# Bees and Goats



## MissMiniNubian (Jan 20, 2021)

Guess what? We are planning on getting some bees soon so that we can have own honey! 🍯🐝Yay! We were wondering if the bees would bother our goats? Does anyone have any experience with that? Or should we not worry about it.

Thanks in advance!


----------



## Cedarwinds Farm (Dec 2, 2019)

As long as your beehives are not really close to your goat pen, they should be just fine together. My sister keeps bees within a few yards of one of my goat pastures, and I have never noticed any issues. Honey bees are usually very gentle.


----------



## happybleats (Sep 12, 2010)

Its ok if as suggested have far them away from the goats. There has been cases of goats getting too close and being stung multiple times. One little one got stuck in the fence..the stings were so many he nearly died of anaphylactic shock. Keep epinephrine handy or a bottle of Benadryl on hand.


----------



## MidnightRavenFarm (Jun 4, 2020)

We just got Italian bees and they are so docile. They don’t bug the chickens or the goats. They will come sit on your hand


----------



## MissMiniNubian (Jan 20, 2021)

MidnightRavenFarm said:


> We just got Italian bees and they are so docile. They don’t bug the chickens or the goats. They will come sit on your hand
> View attachment 209276


Wow! That’s so cool!😃


----------



## MellonFriend (Aug 8, 2017)

Congratulations on becoming a beekeeper! You are going to love honey!

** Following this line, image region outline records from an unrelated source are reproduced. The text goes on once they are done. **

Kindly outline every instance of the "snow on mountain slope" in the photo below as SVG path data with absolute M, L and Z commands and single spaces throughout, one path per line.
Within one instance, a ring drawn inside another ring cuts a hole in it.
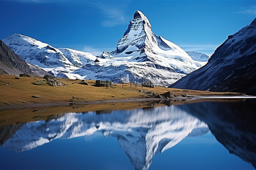
M 250 25 L 229 36 L 228 39 L 217 48 L 205 66 L 170 87 L 199 90 L 210 90 L 214 87 L 217 91 L 256 94 L 256 86 L 254 83 L 256 80 L 255 73 L 246 72 L 247 70 L 255 70 L 255 42 L 256 18 Z M 250 68 L 242 69 L 246 67 Z M 237 71 L 238 70 L 244 71 L 240 73 L 239 78 L 237 74 L 240 72 Z M 225 81 L 228 79 L 229 80 Z M 217 88 L 218 84 L 222 86 L 221 88 Z M 242 88 L 238 91 L 238 87 Z M 247 90 L 245 91 L 245 89 Z
M 205 124 L 177 105 L 115 110 L 110 114 L 73 113 L 56 120 L 27 123 L 3 146 L 20 152 L 56 139 L 98 131 L 105 137 L 117 138 L 136 169 L 147 169 L 156 153 L 175 146 L 189 135 L 195 136 L 194 131 L 202 134 L 208 131 Z
M 19 34 L 9 36 L 3 41 L 27 63 L 39 66 L 59 77 L 84 79 L 86 76 L 72 72 L 77 70 L 79 66 L 94 62 L 96 58 L 89 53 L 69 49 L 58 49 Z

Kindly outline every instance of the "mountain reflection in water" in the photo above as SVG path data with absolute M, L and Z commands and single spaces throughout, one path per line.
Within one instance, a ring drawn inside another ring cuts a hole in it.
M 3 134 L 15 131 L 2 146 L 22 152 L 56 139 L 89 136 L 98 131 L 116 138 L 135 169 L 147 169 L 156 153 L 187 137 L 204 135 L 210 129 L 230 153 L 255 167 L 255 104 L 251 100 L 203 102 L 105 114 L 71 113 L 18 128 L 16 124 L 2 126 L 1 138 Z

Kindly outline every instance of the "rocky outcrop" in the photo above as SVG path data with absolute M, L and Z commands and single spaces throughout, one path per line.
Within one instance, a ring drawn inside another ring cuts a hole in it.
M 10 75 L 32 74 L 27 63 L 0 40 L 0 69 Z
M 81 82 L 79 83 L 80 84 L 87 85 L 89 86 L 88 83 L 87 83 L 85 80 L 82 80 Z

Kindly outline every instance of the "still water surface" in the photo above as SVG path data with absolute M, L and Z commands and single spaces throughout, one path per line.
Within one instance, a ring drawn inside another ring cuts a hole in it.
M 1 169 L 254 169 L 255 104 L 200 102 L 2 125 Z

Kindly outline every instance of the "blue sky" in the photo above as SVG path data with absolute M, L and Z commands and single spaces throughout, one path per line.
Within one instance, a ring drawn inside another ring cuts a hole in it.
M 256 17 L 256 1 L 0 0 L 0 39 L 18 33 L 98 55 L 115 49 L 137 10 L 156 35 L 210 55 Z

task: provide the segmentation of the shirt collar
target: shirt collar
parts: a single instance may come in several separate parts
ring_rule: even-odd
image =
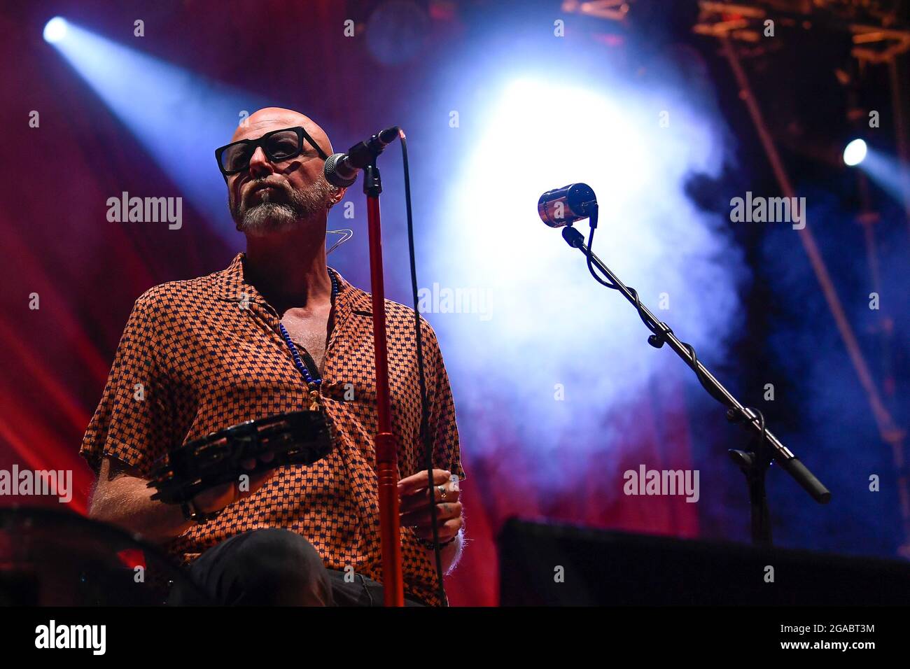
[[[238,302],[246,296],[249,301],[267,304],[265,298],[244,277],[243,261],[246,257],[247,254],[242,251],[238,253],[230,265],[220,272],[216,272],[217,299],[228,302]],[[329,269],[338,277],[339,294],[336,298],[336,309],[350,309],[361,316],[372,316],[372,300],[369,293],[349,284],[335,268]]]

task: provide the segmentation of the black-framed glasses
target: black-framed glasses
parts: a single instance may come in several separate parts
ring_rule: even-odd
[[[296,157],[303,153],[303,141],[309,145],[325,160],[329,157],[317,144],[309,134],[302,127],[285,127],[280,130],[267,132],[258,139],[241,139],[215,149],[215,158],[218,161],[218,169],[225,178],[232,174],[242,172],[249,167],[249,161],[256,153],[257,147],[262,147],[266,157],[273,163]]]

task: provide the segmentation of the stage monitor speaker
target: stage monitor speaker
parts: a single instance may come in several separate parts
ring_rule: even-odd
[[[895,560],[511,519],[498,537],[503,606],[906,605]]]

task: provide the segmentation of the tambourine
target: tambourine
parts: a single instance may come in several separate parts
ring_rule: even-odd
[[[332,450],[322,411],[293,411],[248,421],[172,449],[157,462],[148,482],[153,500],[182,504],[203,491],[286,464],[313,464]],[[271,453],[263,462],[259,458]],[[245,469],[244,461],[256,467]]]

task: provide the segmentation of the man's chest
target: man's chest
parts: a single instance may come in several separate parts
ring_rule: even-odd
[[[302,348],[309,353],[321,376],[329,342],[329,309],[308,313],[302,309],[290,309],[282,315],[281,324],[298,348]]]

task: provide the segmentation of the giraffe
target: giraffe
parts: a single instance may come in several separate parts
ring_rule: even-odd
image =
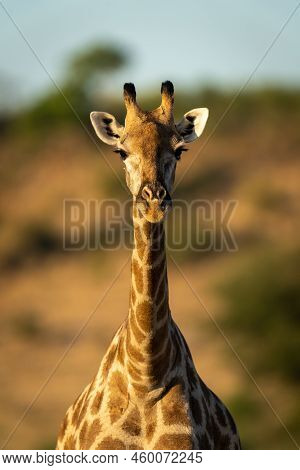
[[[125,126],[91,113],[96,134],[114,146],[133,196],[134,248],[129,313],[94,380],[69,408],[57,449],[240,449],[234,420],[197,374],[169,308],[164,219],[185,144],[199,137],[208,110],[175,124],[174,87],[143,111],[124,85]]]

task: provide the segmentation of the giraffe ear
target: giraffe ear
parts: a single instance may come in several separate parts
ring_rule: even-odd
[[[192,109],[185,113],[180,122],[176,124],[179,134],[185,142],[193,142],[202,134],[208,119],[207,108]]]
[[[108,145],[116,145],[124,130],[116,118],[101,111],[93,111],[90,117],[97,136]]]

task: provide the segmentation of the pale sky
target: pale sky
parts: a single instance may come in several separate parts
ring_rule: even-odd
[[[70,54],[99,41],[119,45],[131,64],[110,88],[237,86],[270,46],[295,0],[1,0],[49,74],[60,83]],[[24,100],[53,86],[0,3],[0,83]],[[300,8],[251,85],[300,80]],[[3,87],[2,87],[3,89]],[[3,93],[2,93],[3,95]],[[1,94],[0,94],[1,97]]]

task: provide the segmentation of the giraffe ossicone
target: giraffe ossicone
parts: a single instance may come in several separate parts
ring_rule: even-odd
[[[161,105],[146,112],[134,85],[125,84],[124,125],[91,113],[98,137],[120,154],[133,196],[129,313],[67,411],[57,449],[240,448],[231,414],[197,374],[169,308],[164,219],[177,162],[201,135],[208,110],[193,109],[175,123],[171,82],[161,94]]]

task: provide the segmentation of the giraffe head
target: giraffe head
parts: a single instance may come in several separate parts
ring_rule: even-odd
[[[136,101],[132,83],[124,85],[127,110],[125,125],[105,112],[92,112],[91,121],[98,137],[114,146],[124,162],[126,182],[142,215],[149,222],[160,222],[171,207],[171,192],[180,155],[185,144],[203,132],[208,109],[197,108],[175,123],[174,87],[161,86],[161,105],[143,111]]]

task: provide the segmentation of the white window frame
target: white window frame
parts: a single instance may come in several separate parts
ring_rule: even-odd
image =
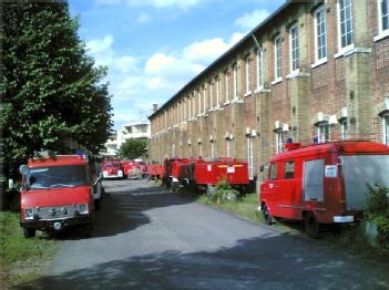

My sister's bee yard is right outside one of my goat pastures. The hives are facing away from the pasture so the goats aren't in the direct flight path of the bees.

If you are interested, my sister is on the forum Bee Master which has been a great help to her. She's also on the World Wide Beekeeping forum.


----------



## MissMiniNubian (Jan 20, 2021)

MellonFriend said:


> Congratulations on becoming a beekeeper! You are going to love honey!
> 
> My sister's bee yard is right outside one of my goat pastures. The hives are facing away from the pasture so the goats aren't in the direct flight path of the bees.
> 
> If you are interested, my sister is the forum Bee Master which has been a great help to her. She's also on the World Wide Beekeeping forum.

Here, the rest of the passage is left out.